SANTA FE (KRQE) – A state prison inmate claims corrections officials aren’t allowing him to properly worship Satan behind bars. In a lawsuit, first reported by the Santa Fe Reporter Tuesday, Bernard Pritchard says the chaplain and deputy warden at the Southern New Mexico Correctional Facility in Las Cruces treated his faith differently than others.
“Defendants denied plaintiff a reasonable opportunity of pursuing his faith comparable to the opportunity afforded to fellow prisoners who adhere to conventional religious precepts,” wrote Pritchard in the lawsuit, which he file pro se.
Pritchard, serving time on aggravated stalking charges he was convicted for in 2013, was transferred to the state’s facility in Grants in May and filed the lawsuit in early September. He’s asking for a judge to force the New Mexico Corrections Department to let him worship Satan more freely and wants $140,000 in damages.
The lawsuit doesn’t spell out specifically how Pritchard believes his rights were violated or what he was prevented from doing by prison officials.
The New Mexico Corrections Department declined comment on the lawsuit but a top official tells News 13 the department does its best to safely accommodate every inmate’s religious beliefs.
“[They have been] given a right to practice those faiths and we want to make sure that we’re respectful of their rights,” said Anthony Romero, deputy director of adult prisons with the New Mexico Corrections Department.
That includes working around dietary considerations and allowing inmates to skip work on holy days. There are even sweat lodges built outside of some prison facilities to accommodate Native American religious beliefs.
New Mexico Corrections policy includes guidelines for 19 different religious groups, in many cases very specific guidelines.

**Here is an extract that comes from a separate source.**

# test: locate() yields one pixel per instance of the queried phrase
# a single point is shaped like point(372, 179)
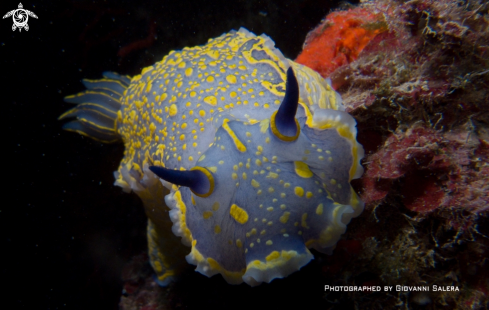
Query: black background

For example, Roman Catholic priests are limited to bringing up to 3 ounces of wine for Communion behind bars and that wine is for that priest’s consumption only.
Inmates practicing Asatru or Odinism, a Norse-based religion, are allowed to have a “Thor’s Hammer up to 12″ (constructed of strong cardboard).” But Satanism is the only religion in the guidelines without specifics. Its entry says holy days, worship practices and allowable religious items are “subject to security and safety considerations.”
Micah McCoy with the ACLU of New Mexico says there are constitutional protections for religious practice but the law when it comes to inmates is complicated and nuanced.
“In certain contexts such as a correctional facility, there has to be some restrictions on inmate behavior,” McCoy said.
“There are from time to time issues that might come up with security concerns,” Romero acknowledged.
It’s unclear if that was the case with Pritchard.